If you are a public employer whose employees bargain under New York’s Public Employees’ Fair Employment Act, please consider the following.

Unless you have a signed dues deduction authorization card from each worker that states otherwise, you are obligated to stop dues deductions upon request. As you may know, section 208 of the Civil Service Law (or Taylor Law) was changed effective April 12, 2018 to mandate that dues deduction revocations must occur according to the terms of the signed dues deduction authorization. Prior to April 12, 2018, the General Municipal Law provided that employees could stop dues deductions at any time upon notice to the fiscal or payroll officer.

Any person who signed a dues deduction authorization prior to April 12, 2018 has a right to revoke that authorization at any time. The new language of the Taylor Law does not change that right, unless the dues deduction authorization card contains an express waiver of the statutory right to revoke at any time.

It is highly unlikely that any card signed before April this year contained such an express waiver of an implied contract term.
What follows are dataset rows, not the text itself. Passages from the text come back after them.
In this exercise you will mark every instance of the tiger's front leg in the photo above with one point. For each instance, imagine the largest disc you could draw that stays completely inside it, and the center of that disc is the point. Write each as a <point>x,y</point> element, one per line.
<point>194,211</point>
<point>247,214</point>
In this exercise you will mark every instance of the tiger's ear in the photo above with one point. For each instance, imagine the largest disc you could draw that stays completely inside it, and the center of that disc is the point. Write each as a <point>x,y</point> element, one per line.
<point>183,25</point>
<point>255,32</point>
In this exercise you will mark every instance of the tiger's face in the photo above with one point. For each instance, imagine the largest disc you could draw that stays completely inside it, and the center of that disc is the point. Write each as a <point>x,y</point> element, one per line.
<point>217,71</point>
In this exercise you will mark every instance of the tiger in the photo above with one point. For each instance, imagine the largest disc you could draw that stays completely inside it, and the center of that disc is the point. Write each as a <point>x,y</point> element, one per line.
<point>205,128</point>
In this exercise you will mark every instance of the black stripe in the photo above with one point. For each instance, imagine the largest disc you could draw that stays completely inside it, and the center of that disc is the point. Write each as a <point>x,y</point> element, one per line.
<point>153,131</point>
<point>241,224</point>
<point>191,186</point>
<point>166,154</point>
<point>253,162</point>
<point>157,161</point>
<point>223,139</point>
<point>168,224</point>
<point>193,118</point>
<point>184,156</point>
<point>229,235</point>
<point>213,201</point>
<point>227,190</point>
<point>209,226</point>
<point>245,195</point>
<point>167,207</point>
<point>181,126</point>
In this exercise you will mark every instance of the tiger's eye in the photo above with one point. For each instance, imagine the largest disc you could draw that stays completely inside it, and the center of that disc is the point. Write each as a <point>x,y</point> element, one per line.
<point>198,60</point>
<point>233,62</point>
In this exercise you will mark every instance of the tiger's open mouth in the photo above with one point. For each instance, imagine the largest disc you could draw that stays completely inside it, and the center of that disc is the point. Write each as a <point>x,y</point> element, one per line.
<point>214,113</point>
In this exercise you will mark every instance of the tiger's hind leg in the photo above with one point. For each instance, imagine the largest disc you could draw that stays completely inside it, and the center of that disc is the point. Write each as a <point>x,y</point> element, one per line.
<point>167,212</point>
But any doubt could be resolved by you looking at the card used to authorize deductions in the first place, assuming you have a copy on file.

If you do not possess a copy of the dues deduction authorization, you must stop deductions immediately. Under the Taylor Law and section 93-B of the General Municipal Law, you must have written authorization from employees on file before deducting any dues.

Further, contrary to what the state Department of Labor and the Governor recently suggested, lists of names provided by the unions do not meet the requirements under New York state law or the evidentiary requirement established by the Supreme Court for waiving First Amendment rights.

As the Supreme Court stated in Janus, evidence of consent to dues deductions must be clear and compelling.